I've always interpreted the "please, get up off your knees" lyric as a call away from organised religion. The troubles that exist between Protestants and Catholic in Ireland and between *some* Muslims and the rest of the world (as highlighted by the September 11 attacks), I suppose, stem from the way in which they worship god. (As fucked up as that sounds).
On more than one occasion I've heard or read Bono say that religion is the enemy of God.
I'm not an expert on religion, and I'm sure this is a naive point of view, but to me religions all seem to be based on the idea of bringing good to the world in some way or another. So much trouble seems to come from the little differences.
The "get up off your knees" line, to me, is a call away from the rules and traditions of various religions which probably seem very petty as they may be what cause people to lose sight of the bigger picture. God is interested in peoples' souls and what they do with them, not the clothes they wear, how many times a day they pray or whether or not they sit on their asses in church every Sunday.
Consider this excerpt from Bono's interview on Larry King:
KING: We're back with Bono.
You mentioned being Christian, and...
BONO: Trying to be.
KING: ... trying to be. Are you -- do you like organized religion? Are you a Catholic? Do you go to mass?
BONO: Who in Ireland could have too much respect for organized religion? We've seen it tear our country in two. My mother was a Protestant. My father was a Catholic. And I learned that religion is often the enemy of God, actually.
And religion is this sort of -- religion is the artifice, you know, the building, after God has left it sometimes, like Elvis has left the building. You hold onto religion, you know, rules, regulations, traditions. I think what God is interested in is people's hearts, and that's hard enough.
KING: So, especially in Ireland, you've seen it fail.
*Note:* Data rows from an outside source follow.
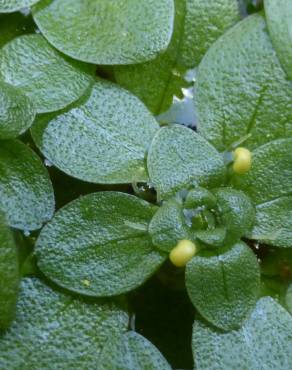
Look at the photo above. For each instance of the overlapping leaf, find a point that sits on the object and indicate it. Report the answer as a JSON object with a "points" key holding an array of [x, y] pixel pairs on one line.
{"points": [[26, 193], [99, 245], [9, 275], [103, 140], [49, 79], [197, 24], [224, 287], [107, 32], [56, 331]]}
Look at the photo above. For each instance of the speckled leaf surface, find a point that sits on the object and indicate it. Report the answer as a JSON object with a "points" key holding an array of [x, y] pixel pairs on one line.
{"points": [[197, 24], [103, 140], [179, 158], [107, 32], [273, 224], [9, 275], [264, 342], [279, 15], [235, 212], [99, 245], [224, 287], [26, 193], [168, 226], [17, 112], [13, 25], [131, 351], [242, 89], [49, 79], [270, 176], [8, 6], [55, 331]]}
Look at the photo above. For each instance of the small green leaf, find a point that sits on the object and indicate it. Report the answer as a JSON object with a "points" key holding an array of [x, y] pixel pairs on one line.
{"points": [[234, 211], [55, 331], [224, 287], [131, 351], [26, 193], [99, 245], [264, 342], [49, 79], [9, 275], [242, 92], [16, 112], [107, 32], [103, 140], [9, 6], [168, 226], [13, 25], [179, 159], [279, 15], [270, 176], [198, 23], [273, 224]]}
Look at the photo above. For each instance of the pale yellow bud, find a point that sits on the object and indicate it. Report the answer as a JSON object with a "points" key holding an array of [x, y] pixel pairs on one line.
{"points": [[242, 160], [183, 253]]}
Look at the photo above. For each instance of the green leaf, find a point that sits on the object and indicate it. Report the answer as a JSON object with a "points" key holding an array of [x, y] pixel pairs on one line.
{"points": [[242, 90], [279, 15], [49, 79], [107, 32], [264, 342], [234, 211], [168, 226], [273, 224], [26, 193], [179, 159], [16, 112], [99, 245], [9, 275], [56, 331], [131, 351], [8, 6], [13, 25], [103, 140], [224, 287], [198, 24], [270, 176]]}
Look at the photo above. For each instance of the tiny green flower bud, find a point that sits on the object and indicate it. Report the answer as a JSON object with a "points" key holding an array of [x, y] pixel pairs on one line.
{"points": [[242, 160], [183, 253]]}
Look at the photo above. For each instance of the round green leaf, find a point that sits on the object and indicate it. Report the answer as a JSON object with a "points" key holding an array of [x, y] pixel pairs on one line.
{"points": [[49, 79], [242, 92], [273, 224], [103, 140], [235, 212], [8, 6], [26, 193], [131, 351], [270, 176], [107, 32], [264, 341], [224, 287], [9, 275], [55, 331], [279, 15], [99, 245], [179, 159], [168, 226], [198, 23], [16, 112]]}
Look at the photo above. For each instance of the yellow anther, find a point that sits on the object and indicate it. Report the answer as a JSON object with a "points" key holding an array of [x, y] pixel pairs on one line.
{"points": [[242, 160], [183, 253]]}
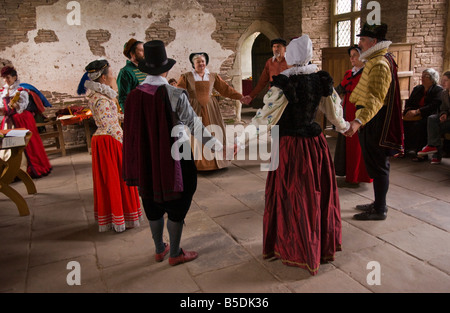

BONO: Yes, yes. And now, we're watching it around the world. We're watching what religion can do. And you know, I think it's anathema, and see -- religion takes ideas. Religion often reduces the size of God. God is so big. It's a gigantic concept in God. The idea that God might love us and be interested in us is kind of huge and gigantic, but we turn it, because we're small-minded, into this tiny, petty, often greedy version of God, that is religion.
KING: And so, we raise money in his name and go to war in his name.
BONO: Yes.
KING: If there is a God, he must be angry at a lot of this.
BONO: I think God is very angry at the moment, and I think there is -- I think it's shocking what is going on in the world. And I think it is an extraordinary moment.